Phoenician Inventions

When Manse Everard visits Tyre in 950 BC, the Phoenicians have already invented:

the alphabet;
dye;
glass;
deities that will become Greek -

- but not yet:

coinage;
numbers for years;
standing at attention.

However, their system of exchange seems to be at a stage intermediate between barter and coins. Everard carries beads and ingots of bronze. Sawing pieces off ingots is one acceptable means of trade. Clearly, standardized slices of metal will become coins.

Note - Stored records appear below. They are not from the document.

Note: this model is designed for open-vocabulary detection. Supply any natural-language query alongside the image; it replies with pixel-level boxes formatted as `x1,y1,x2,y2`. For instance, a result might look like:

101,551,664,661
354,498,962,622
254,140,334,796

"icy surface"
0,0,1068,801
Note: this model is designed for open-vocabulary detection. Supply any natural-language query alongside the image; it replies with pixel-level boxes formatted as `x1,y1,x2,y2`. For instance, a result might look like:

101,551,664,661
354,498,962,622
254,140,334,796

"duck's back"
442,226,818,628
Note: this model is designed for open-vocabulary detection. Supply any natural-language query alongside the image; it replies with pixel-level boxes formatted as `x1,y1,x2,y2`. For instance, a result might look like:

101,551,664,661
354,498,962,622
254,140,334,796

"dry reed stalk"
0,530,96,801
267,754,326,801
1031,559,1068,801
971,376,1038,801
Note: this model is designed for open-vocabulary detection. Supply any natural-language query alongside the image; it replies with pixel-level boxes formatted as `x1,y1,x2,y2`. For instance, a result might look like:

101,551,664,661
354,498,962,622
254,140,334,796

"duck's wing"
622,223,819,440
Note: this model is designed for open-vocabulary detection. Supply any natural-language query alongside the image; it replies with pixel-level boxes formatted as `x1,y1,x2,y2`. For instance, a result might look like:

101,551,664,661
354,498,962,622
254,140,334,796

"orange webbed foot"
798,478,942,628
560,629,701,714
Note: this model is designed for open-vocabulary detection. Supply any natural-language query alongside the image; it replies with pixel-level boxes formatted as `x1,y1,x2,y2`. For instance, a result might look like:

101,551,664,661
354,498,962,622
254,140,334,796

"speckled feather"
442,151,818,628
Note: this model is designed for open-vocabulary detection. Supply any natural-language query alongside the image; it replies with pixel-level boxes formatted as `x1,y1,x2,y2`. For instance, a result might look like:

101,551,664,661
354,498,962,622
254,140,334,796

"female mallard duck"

Gisgo the sailor is well on his way to numbering years:

"'...what I could do was mark whatever special things happened each year, and keep those happenings in order and count back over them when I needed to. So this was the year in between a venture to the Red Cliff Shores and the year I caught the Babylonian disease -'" (p. 317)

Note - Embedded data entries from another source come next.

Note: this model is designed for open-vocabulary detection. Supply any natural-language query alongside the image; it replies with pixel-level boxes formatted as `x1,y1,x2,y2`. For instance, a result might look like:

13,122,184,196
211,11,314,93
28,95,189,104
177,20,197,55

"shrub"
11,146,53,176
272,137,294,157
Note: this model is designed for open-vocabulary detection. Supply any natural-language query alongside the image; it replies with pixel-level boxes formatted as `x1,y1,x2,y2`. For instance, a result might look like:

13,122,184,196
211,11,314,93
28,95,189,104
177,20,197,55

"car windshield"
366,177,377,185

Overhearing visitors who are in fact time travelers insisting on a particular date of departure for a sea voyage, Gisgo thinks "'...what gains might lie in that kind of remembering...'" (ibid.) so he starts to keep track of the years for himself.

Perhaps the armies of Rome were to invent standing at attention? 

1 comment:

Sean M. Brooks said...

Kaor, Paul!

And, of course, one way of numbering and recording years is by dating events by the regnal years of the reigning king. We see that method used in the Bible, in both the OT and NT. An OT example how it was used in the Books of Kings.

And, in fact, for some official purposes, that method is still used in the UK and Japan. That is, some things being dated by the regnal years of your Queen and the Japanese Emperor. I think any Acts passed by Parliament this year would be dated by how this is now the 64th year of the reign of Elizabeth II.